Risk Factors and Frequency for Methemoglobinemia

Methemoglobinemia due to cytochrome b5 reductase deficiency is a very rare birth defect, and the exact number of people affected is unknown. It appears to be more common in certain ethnic groups such as Siberian Yakuts, Athabaskans, Eskimos, and Navajo. However, acquired methemoglobinemia, which develops later in life, is more common than the congenital (born with) form. It typically happens because of exposure to certain chemicals or from using certain types of anesthetics.

• One study that reviewed nearly 30,000 heart ultrasounds found that methemoglobinemia occurred in about 0.067% of cases.
• A separate review of cases found that an anesthetic called benzocaine was involved in two-thirds of local anesthetic-related methemoglobinemia cases.
• Because of the high number of cases linked to benzocaine, the U.S. Food and Drug Administration (FDA) has issued several public warnings about the use of oral products containing benzocaine.
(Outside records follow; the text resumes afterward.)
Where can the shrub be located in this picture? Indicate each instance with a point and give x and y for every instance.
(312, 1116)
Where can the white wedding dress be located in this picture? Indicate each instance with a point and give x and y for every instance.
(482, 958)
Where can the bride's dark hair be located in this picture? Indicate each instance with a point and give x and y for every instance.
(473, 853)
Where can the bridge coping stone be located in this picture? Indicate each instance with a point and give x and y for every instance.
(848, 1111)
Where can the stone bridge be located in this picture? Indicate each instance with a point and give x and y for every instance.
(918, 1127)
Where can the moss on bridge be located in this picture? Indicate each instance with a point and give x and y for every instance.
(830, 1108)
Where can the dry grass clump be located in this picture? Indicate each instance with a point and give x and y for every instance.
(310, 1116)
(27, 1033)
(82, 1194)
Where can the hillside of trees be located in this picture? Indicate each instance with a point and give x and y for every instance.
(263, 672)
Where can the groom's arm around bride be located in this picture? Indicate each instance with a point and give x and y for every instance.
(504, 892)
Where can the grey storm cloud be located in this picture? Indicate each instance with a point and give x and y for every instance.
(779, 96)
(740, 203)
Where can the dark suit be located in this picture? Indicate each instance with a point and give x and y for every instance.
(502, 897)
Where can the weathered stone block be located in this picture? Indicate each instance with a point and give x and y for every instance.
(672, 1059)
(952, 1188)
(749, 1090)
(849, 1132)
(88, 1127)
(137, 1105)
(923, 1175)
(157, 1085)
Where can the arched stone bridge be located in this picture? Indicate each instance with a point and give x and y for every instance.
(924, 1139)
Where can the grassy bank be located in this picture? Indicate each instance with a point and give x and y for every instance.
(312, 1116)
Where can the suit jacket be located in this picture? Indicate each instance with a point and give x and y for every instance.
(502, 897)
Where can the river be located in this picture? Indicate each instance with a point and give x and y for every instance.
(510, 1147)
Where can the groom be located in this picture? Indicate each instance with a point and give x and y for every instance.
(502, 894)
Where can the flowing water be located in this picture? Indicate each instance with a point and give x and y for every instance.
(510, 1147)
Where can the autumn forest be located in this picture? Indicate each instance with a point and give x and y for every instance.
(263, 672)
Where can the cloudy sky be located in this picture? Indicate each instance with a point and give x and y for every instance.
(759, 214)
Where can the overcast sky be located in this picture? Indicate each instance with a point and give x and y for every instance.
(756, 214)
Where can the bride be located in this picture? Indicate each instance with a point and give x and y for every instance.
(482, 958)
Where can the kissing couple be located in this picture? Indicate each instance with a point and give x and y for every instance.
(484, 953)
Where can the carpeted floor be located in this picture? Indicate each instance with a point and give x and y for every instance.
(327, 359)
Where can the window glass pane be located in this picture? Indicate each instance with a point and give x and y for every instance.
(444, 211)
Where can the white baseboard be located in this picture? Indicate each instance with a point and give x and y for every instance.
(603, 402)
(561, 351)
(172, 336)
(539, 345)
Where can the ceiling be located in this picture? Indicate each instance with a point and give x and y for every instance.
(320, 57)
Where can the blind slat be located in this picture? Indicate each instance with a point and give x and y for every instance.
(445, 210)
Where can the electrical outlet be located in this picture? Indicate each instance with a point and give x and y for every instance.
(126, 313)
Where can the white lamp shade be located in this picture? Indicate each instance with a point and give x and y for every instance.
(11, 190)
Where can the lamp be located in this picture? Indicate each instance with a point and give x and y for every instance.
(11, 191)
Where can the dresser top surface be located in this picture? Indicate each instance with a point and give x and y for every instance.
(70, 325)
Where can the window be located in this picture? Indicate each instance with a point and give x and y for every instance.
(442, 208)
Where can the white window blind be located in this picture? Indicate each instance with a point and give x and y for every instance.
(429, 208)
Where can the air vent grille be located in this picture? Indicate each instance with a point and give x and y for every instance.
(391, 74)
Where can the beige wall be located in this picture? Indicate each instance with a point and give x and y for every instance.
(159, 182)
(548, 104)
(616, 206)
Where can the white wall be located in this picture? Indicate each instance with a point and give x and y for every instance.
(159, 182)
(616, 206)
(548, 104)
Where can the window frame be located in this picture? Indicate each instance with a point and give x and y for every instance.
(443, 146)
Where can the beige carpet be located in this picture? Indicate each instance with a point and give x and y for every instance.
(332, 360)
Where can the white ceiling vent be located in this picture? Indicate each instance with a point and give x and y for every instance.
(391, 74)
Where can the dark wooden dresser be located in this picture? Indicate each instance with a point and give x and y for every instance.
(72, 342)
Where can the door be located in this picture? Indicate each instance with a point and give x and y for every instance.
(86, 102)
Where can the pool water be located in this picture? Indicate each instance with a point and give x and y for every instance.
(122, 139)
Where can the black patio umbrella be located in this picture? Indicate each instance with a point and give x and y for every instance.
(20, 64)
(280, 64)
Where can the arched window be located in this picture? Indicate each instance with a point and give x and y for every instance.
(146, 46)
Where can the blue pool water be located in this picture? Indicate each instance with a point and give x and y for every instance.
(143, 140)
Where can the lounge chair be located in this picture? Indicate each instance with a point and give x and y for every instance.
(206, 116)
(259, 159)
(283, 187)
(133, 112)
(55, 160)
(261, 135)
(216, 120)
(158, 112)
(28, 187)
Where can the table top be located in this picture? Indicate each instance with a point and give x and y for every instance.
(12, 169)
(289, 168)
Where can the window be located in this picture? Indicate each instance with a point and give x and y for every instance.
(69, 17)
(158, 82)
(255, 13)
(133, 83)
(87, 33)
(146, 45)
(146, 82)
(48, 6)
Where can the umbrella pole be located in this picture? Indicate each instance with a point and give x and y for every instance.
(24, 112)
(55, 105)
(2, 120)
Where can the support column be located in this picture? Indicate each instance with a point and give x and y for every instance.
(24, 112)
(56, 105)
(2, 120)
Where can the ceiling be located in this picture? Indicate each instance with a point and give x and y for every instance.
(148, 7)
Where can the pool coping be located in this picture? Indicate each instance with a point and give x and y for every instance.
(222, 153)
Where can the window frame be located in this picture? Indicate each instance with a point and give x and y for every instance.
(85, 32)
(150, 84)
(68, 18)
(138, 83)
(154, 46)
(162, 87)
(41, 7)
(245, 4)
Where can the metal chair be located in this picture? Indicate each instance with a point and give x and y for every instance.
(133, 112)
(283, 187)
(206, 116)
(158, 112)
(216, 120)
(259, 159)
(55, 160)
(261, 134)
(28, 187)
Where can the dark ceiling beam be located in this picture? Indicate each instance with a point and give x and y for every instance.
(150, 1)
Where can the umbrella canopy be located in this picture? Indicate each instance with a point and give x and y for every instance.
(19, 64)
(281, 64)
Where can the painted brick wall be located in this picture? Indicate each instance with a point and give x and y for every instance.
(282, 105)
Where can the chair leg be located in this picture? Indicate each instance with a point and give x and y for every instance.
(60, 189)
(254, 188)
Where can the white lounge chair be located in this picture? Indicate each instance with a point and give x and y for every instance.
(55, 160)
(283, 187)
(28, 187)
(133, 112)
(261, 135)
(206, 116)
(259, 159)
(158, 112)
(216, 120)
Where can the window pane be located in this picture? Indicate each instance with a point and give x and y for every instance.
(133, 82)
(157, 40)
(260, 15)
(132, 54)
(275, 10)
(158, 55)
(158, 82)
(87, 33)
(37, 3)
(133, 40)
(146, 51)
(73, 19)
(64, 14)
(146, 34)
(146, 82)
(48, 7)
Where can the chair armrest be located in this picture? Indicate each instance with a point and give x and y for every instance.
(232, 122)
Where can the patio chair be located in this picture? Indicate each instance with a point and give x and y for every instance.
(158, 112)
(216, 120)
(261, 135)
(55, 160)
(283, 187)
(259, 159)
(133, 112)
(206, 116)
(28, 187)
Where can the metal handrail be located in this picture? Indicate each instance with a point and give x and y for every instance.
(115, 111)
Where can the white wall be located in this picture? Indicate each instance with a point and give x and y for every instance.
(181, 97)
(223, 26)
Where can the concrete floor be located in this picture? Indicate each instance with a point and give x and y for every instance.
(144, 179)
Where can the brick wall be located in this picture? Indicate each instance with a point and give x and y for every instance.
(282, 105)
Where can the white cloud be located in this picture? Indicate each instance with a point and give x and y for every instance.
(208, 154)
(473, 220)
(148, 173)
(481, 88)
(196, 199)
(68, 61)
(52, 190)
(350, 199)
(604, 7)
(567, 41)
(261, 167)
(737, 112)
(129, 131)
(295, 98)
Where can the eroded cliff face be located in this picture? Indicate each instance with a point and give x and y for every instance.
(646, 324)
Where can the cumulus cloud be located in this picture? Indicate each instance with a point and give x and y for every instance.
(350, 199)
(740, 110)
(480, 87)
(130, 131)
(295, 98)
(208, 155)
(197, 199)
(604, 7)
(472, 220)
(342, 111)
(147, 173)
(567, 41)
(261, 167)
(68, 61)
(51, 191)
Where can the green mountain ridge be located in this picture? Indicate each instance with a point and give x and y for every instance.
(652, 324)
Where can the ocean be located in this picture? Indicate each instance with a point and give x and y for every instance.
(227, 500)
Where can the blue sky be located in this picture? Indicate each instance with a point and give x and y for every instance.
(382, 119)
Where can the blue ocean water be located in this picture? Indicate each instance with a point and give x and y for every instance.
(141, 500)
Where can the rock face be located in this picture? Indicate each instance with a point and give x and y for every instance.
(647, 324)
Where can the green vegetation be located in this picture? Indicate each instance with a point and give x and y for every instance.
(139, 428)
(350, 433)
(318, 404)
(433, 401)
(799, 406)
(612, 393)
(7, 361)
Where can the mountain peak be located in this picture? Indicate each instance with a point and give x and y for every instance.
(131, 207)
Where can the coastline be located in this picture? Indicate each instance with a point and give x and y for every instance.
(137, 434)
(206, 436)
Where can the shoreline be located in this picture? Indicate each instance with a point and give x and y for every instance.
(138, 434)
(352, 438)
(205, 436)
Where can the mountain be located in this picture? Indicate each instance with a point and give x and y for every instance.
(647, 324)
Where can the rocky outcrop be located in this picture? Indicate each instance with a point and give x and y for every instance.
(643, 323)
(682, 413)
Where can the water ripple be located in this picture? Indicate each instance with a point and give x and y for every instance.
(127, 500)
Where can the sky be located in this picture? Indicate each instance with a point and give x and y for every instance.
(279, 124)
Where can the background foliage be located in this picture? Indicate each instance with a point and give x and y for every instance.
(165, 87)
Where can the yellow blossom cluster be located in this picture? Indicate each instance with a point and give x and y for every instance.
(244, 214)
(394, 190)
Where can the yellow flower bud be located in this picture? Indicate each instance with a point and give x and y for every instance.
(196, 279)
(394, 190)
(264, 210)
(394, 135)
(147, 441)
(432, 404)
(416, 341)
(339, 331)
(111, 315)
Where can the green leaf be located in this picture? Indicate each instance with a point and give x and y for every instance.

Signs and Symptoms of Methemoglobinemia

Methemoglobinemia is a medical condition that should be considered if you experience difficulty breathing, a bluish color to your skin (cyanosis), or low levels of oxygen in your blood (hypoxemia) that isn’t improved with supplemental oxygen. The symptoms can vary greatly – from barely noticeable to severe – and include cyanosis, pale skin, fatigue, weakness, headaches, depression in the central nervous system, high levels of acid in the body (metabolic acidosis), seizures, irregular heart rhythms, coma, and in severe cases, death.

The severity of these symptoms depends on many factors, including how much methemoglobin is in your body, how quickly it has built up, your body’s ability to remove it, and your overall health status. How long and how much you’ve been exposed to an oxidizing agent (something that can cause this condition) also play a part. The level of methemoglobin in your body is described as a percentage.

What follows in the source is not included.